Tu avais des poursuivants sérieux avec Emmanuel Collard et Jean-Philippe Belloc derrière toi ?
« C’est sûr, Manu Collard tournait régulièrement environ deux secondes plus vite que moi au tour, Belloc allait également très vite, mais je n’ai dû lui rendre que ving-cinq, trente secondes sur la totalité du run, mais ce sont deux clients ! Je suis content parce que l’auto marche bien, l’année dernière, c’était un peu tendu parce qu’il y avait deux ou trois petites choses qui nous empêchaient de concrétiser, mais là elle était impeccable, très agréable. C’est réellement une très belle voiture, maintenant on sait bien se servir du traction control, on a appris car l’année dernière c’était notre première saison avec, mais maintenant c’est parfait. »
Penses-tu que les 911 GT3-R vont être plus embêtantes pour la Ferrari que la RSR ?
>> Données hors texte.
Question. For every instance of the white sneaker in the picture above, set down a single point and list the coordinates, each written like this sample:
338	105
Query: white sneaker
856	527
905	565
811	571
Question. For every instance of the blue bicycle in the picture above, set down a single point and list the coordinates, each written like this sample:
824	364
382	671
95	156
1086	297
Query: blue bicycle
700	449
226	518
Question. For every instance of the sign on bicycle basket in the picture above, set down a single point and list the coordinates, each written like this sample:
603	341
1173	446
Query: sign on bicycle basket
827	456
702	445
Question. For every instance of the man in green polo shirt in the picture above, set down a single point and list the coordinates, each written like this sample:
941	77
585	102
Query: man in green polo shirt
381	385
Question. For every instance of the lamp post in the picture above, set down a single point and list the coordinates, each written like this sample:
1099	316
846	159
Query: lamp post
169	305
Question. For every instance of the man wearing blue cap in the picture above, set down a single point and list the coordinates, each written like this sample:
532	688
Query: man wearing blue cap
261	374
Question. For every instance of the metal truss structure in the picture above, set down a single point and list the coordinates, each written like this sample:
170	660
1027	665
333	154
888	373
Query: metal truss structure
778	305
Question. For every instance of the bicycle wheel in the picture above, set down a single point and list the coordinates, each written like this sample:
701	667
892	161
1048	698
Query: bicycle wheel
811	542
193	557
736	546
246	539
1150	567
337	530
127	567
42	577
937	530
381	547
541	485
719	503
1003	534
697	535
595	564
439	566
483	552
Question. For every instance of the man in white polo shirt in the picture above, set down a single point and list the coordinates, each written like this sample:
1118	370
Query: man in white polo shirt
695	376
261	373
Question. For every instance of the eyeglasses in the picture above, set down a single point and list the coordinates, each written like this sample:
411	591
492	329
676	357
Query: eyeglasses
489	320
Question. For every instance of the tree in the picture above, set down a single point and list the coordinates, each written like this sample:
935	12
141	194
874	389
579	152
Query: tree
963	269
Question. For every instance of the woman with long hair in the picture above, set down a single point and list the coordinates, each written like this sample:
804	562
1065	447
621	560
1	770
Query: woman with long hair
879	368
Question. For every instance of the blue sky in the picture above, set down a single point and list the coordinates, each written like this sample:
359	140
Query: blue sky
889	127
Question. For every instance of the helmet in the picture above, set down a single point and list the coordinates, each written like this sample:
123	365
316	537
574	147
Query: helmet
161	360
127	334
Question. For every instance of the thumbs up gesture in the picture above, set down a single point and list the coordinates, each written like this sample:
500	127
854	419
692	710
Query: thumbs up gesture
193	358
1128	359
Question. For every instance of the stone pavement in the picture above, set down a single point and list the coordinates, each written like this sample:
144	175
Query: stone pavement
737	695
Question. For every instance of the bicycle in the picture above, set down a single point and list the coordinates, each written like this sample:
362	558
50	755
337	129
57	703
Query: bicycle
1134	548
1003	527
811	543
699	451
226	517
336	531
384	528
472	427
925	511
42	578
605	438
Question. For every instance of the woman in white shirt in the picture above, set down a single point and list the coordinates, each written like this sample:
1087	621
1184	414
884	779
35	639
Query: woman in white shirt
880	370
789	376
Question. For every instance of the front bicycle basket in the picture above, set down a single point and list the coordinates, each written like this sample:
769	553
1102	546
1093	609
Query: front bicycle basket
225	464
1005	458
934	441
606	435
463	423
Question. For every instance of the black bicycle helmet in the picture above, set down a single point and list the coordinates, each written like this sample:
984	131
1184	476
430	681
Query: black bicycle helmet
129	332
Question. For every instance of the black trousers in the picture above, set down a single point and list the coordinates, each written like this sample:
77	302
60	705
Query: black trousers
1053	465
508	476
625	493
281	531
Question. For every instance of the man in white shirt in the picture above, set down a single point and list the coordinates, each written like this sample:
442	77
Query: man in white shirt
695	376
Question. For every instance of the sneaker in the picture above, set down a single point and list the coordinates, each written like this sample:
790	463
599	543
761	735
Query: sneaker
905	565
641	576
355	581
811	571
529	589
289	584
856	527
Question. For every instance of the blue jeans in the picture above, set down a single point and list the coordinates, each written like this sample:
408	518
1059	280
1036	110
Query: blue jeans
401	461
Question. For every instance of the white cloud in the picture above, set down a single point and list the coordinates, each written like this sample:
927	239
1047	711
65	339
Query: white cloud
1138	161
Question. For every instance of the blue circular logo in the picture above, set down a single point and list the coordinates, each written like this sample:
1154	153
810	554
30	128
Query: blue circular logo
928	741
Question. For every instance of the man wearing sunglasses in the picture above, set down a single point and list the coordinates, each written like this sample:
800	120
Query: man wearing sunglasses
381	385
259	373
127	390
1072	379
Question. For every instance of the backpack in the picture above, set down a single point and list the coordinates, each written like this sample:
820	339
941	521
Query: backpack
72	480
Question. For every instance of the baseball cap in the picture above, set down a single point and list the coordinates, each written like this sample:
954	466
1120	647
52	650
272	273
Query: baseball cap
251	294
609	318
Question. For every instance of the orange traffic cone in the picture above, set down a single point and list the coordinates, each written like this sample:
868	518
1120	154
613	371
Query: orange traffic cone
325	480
« Honnêtement, je ne crois pas. On pensait que les GT3-R auraient une meilleure vitesse de pointe que la RSR mais apparemment ce n’est pas le cas. Evidemment, quand Collard est au volant, c’est autre chose…Je pense que pour un gentleman driver, c’est peut-être plus facile de faire des bons chronos assez rapidement qu’avec une RSR qui demande plus d’adaptation. Les R sont plus faciles à conduire pour un gentleman driver. La RSR demande plus de temps, mais une fois qu’on y est habitué, c’est très bien parce que le châssis ne se dégrade pas, ce qui n’est pas forcément le cas de la R. Ce qui est certain qu’avec des équipes comme IMSA, Crubilé avec Jean-Pierre Malcher, les Porsche vont être dangereuses. Des teams comme IMSA ont une expérience fantastique et ils savent parfaitement comment gérer les safety-cars par exemple…On peut se faire avoir sur des choses comme ça. »
En consommation, il y a une différence entre la GT3-R et la RSR ?
« A mon avis, la GT3-R consomme un peu moins. Mais la GT3-R 2013, comme elles est plus large, avec un gros aileron, c’est un peu différent, mais ça se joue à peu de choses. »
Sous la pluie, la Mosler de l’Escuela Española de Pilotos était très rapide…
« Oui, Ben Clucas est fantastique. Il m’a doublé sous la pluie, je n’ai pas cherché à le suivre, car il était loin dans le classement, mais c’est un très bon pilote. Lui et son coéquipier Lorena, ce sont des gars très sympa. Lorena est un peu moins rapide, mais il va falloir les surveiller, car ils vont nous faire quelque chose un jour. Comme ils vont rouler à deux, Clucas va pouvoir rouler près de trois heures, et ça peut faire mal. »
Le plateau était très beau à Barcelone…
« Oui, c’était très bien, même si on pensait qu’il y aurait davantage d’engagés. Il y a quand même des concurrents sérieux et il faudra se méfier pour les prochaines courses.»